Rendering Irregular Volumetric Grids

Claudio T. Silva
AT&T Labs-Research
180 Park Av. Room D265,


 
 
Resumo: The need to visualize unstructured volumetric data arises in a broad spectrum of applications including structural dynamics, structural mechanics, thermodynamics, fluid mechanics, and shock physics.

In this talk, I will focus on direct volume rendering, a term used to define a particular set of rendering techniques which avoids generating intermediary (surface) representations of the volume data. Instead, the scalar field is generally modeled as a cloud-like material, and rendered by computing a set of lighting equations.

In the first part of the talk, I will concentrate on projective methods. Direct volume rendering based on projective methods works by projecting, in visibility order, the polyhedral cells of a mesh onto the image plane, and incrementally compositing the cell's color and opacity into the final image. Crucial to this method is the computation of a visibility ordering of the cells. I will discuss some recent work on fast polyhedral cell sorting.
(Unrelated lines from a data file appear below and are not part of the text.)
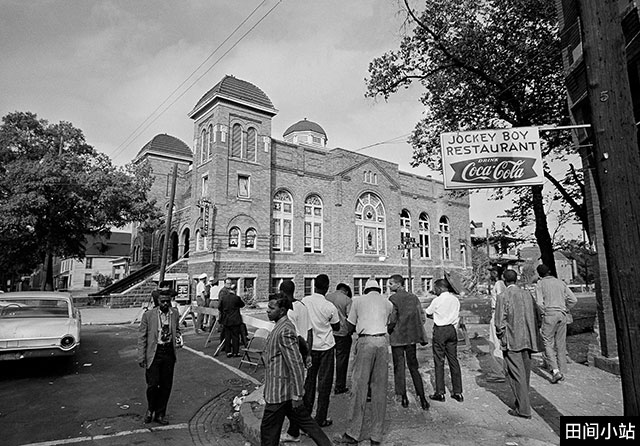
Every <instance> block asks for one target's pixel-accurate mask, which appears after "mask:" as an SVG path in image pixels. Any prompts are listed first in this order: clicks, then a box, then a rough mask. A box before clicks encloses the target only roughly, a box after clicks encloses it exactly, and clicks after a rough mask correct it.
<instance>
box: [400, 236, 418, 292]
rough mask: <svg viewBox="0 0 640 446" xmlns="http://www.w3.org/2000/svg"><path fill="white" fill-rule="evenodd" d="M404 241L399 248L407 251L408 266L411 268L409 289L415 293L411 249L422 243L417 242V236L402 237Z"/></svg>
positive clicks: (404, 236) (402, 239) (408, 288)
mask: <svg viewBox="0 0 640 446" xmlns="http://www.w3.org/2000/svg"><path fill="white" fill-rule="evenodd" d="M401 241H402V243H400V244H399V245H398V249H399V250H402V251H407V266H408V269H409V284H408V287H407V290H408V291H409V292H410V293H413V285H412V282H413V281H412V277H411V250H412V249H414V248H419V247H420V243H417V242H416V239H415V237H410V236H403V237H402V239H401Z"/></svg>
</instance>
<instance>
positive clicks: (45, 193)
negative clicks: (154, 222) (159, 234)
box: [0, 112, 158, 289]
mask: <svg viewBox="0 0 640 446" xmlns="http://www.w3.org/2000/svg"><path fill="white" fill-rule="evenodd" d="M151 181H152V180H151V176H150V171H149V169H148V167H145V166H143V167H136V166H133V165H127V166H125V167H116V166H114V165H113V164H112V163H111V160H110V159H109V158H108V157H107V156H106V155H104V154H102V153H99V152H97V151H96V150H95V149H94V148H93V147H91V146H90V145H89V144H87V143H86V141H85V138H84V135H83V133H82V131H81V130H80V129H77V128H75V127H73V125H72V124H71V123H68V122H60V123H58V124H49V123H48V122H47V121H46V120H43V119H38V117H37V116H36V115H35V114H33V113H30V112H14V113H9V114H8V115H6V116H4V117H3V118H2V125H1V126H0V234H1V235H0V242H2V246H3V247H6V248H7V249H3V250H2V252H0V268H3V269H4V268H7V269H8V270H11V271H14V272H16V273H18V272H29V271H31V270H32V269H33V267H34V266H36V265H37V264H39V263H44V265H45V270H46V272H47V275H46V280H45V281H44V282H45V284H46V289H53V276H52V263H53V262H52V259H53V257H54V256H59V257H73V258H79V259H82V258H83V257H84V253H85V243H86V239H85V237H86V235H88V234H97V233H108V232H109V229H110V228H111V227H122V226H124V225H125V224H126V223H129V222H132V221H143V220H147V219H150V218H153V217H154V216H155V215H157V213H158V210H157V209H156V208H155V203H153V202H150V201H148V200H147V191H148V190H149V188H150V186H151Z"/></svg>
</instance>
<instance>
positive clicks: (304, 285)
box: [304, 277, 316, 296]
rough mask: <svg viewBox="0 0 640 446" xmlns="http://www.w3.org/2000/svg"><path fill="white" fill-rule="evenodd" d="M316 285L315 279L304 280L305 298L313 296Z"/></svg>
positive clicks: (310, 278) (305, 279)
mask: <svg viewBox="0 0 640 446" xmlns="http://www.w3.org/2000/svg"><path fill="white" fill-rule="evenodd" d="M315 284H316V279H315V277H305V278H304V295H305V296H310V295H312V294H313V290H314V286H315Z"/></svg>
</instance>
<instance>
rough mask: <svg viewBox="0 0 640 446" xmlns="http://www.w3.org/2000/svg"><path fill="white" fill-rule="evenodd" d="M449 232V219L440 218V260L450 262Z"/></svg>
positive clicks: (450, 245)
mask: <svg viewBox="0 0 640 446" xmlns="http://www.w3.org/2000/svg"><path fill="white" fill-rule="evenodd" d="M449 231H450V230H449V219H448V218H447V217H445V216H444V215H443V216H442V217H440V242H441V248H442V260H451V234H450V232H449Z"/></svg>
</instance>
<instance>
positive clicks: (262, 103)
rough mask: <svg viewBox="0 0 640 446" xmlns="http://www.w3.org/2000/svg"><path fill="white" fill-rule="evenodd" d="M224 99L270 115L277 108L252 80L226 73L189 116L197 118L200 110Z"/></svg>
mask: <svg viewBox="0 0 640 446" xmlns="http://www.w3.org/2000/svg"><path fill="white" fill-rule="evenodd" d="M216 98H218V99H224V100H227V101H231V102H237V103H239V104H242V105H247V106H250V107H253V108H256V109H258V110H261V111H263V112H267V113H268V114H270V115H272V116H273V115H275V114H276V113H277V110H276V109H275V108H274V106H273V103H272V102H271V99H269V97H268V96H267V95H266V94H265V93H264V91H262V90H261V89H259V88H258V87H256V86H255V85H253V84H252V83H251V82H247V81H243V80H242V79H238V78H236V77H234V76H230V75H226V76H225V77H224V78H222V80H221V81H220V82H218V83H217V84H216V85H214V87H213V88H212V89H211V90H209V91H207V92H206V93H205V94H204V96H202V97H201V98H200V100H199V101H198V102H197V103H196V106H195V107H193V110H191V112H190V113H189V117H191V118H194V119H195V118H196V115H197V114H198V112H199V111H200V110H202V109H203V108H204V107H206V106H207V105H208V104H210V103H211V102H213V101H214V99H216Z"/></svg>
In the second part of the talk, I will address the problem of rendering large unstructured volumetric grids on machines with limited memory. This problem is particularly interesting because such datasets are likely to arise from computations generated on supercomputers, that is, machines with superior resources to even the most powerful workstations. I will present a set of techniques which can be used to render arbitrarily large datasets on machines with small memory.
This work was done partly in collaboration with J. Comba (Stanford), R. Farias (Stony Brook), J. Klosowski (IBM T.J. Watson), N. Max (LLNL), J. Mitchell (Stony Brook), and P. Williams (LLNL).
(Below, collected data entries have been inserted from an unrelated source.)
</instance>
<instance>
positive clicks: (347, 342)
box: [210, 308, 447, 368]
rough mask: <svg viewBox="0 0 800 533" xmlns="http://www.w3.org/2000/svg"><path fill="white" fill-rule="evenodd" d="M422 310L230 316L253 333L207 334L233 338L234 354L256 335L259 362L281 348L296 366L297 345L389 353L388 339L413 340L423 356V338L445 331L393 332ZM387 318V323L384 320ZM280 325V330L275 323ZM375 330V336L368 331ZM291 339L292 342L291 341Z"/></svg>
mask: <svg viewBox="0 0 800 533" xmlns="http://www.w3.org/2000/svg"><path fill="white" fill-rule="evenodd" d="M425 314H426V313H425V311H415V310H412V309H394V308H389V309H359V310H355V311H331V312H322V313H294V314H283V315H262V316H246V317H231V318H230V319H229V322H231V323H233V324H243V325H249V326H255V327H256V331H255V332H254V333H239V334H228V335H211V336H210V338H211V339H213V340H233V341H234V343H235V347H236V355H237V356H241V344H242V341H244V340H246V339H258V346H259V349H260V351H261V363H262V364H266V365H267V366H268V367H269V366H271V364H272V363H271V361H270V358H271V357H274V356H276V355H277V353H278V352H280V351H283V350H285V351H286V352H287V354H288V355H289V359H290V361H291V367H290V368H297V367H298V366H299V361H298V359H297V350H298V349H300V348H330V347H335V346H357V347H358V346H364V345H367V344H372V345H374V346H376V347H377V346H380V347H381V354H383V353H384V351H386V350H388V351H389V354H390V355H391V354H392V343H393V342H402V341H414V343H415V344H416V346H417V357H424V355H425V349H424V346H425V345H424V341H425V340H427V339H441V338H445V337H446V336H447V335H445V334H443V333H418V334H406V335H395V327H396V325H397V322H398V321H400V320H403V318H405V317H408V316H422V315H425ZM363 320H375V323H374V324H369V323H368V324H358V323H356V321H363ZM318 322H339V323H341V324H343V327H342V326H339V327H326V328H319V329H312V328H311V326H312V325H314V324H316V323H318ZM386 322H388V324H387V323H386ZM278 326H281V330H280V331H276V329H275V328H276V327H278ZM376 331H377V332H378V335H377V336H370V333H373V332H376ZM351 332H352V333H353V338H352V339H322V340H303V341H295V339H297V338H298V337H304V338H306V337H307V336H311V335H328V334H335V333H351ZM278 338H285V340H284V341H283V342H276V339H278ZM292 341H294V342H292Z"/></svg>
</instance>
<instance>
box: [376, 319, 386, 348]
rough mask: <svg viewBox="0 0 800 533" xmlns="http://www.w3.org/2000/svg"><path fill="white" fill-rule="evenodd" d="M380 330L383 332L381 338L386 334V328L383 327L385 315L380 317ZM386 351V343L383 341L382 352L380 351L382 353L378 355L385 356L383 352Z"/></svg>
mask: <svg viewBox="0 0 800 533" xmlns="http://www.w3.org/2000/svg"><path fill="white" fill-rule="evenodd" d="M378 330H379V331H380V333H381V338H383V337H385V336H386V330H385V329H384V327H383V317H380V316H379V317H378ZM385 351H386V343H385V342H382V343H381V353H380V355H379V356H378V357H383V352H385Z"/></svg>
Short bio: Claudio Silva is a Senior Member of Technical Staff in the Information Visualization Research Department at AT&T Research. Before joining AT&T, Claudio was a Research Staff Member at IBM T. J. Watson Research Center. He got his PhD in computer science at the State University of New York at Stony Brook in 1996. While a student, and later as an National Science Foundation (NSF) post-doc, he worked at Sandia National Labs, where he developed large-scale scientific visualization algorithms and tools for handling massive datasets. His main research interests are in graphics, visualization, applied computational geometry, and high-performance computing. He has published over 30 papers in international conferences and journals, and presented courses at various conferences, including ACM Siggraph, Eurographics, and IEEE Visualization.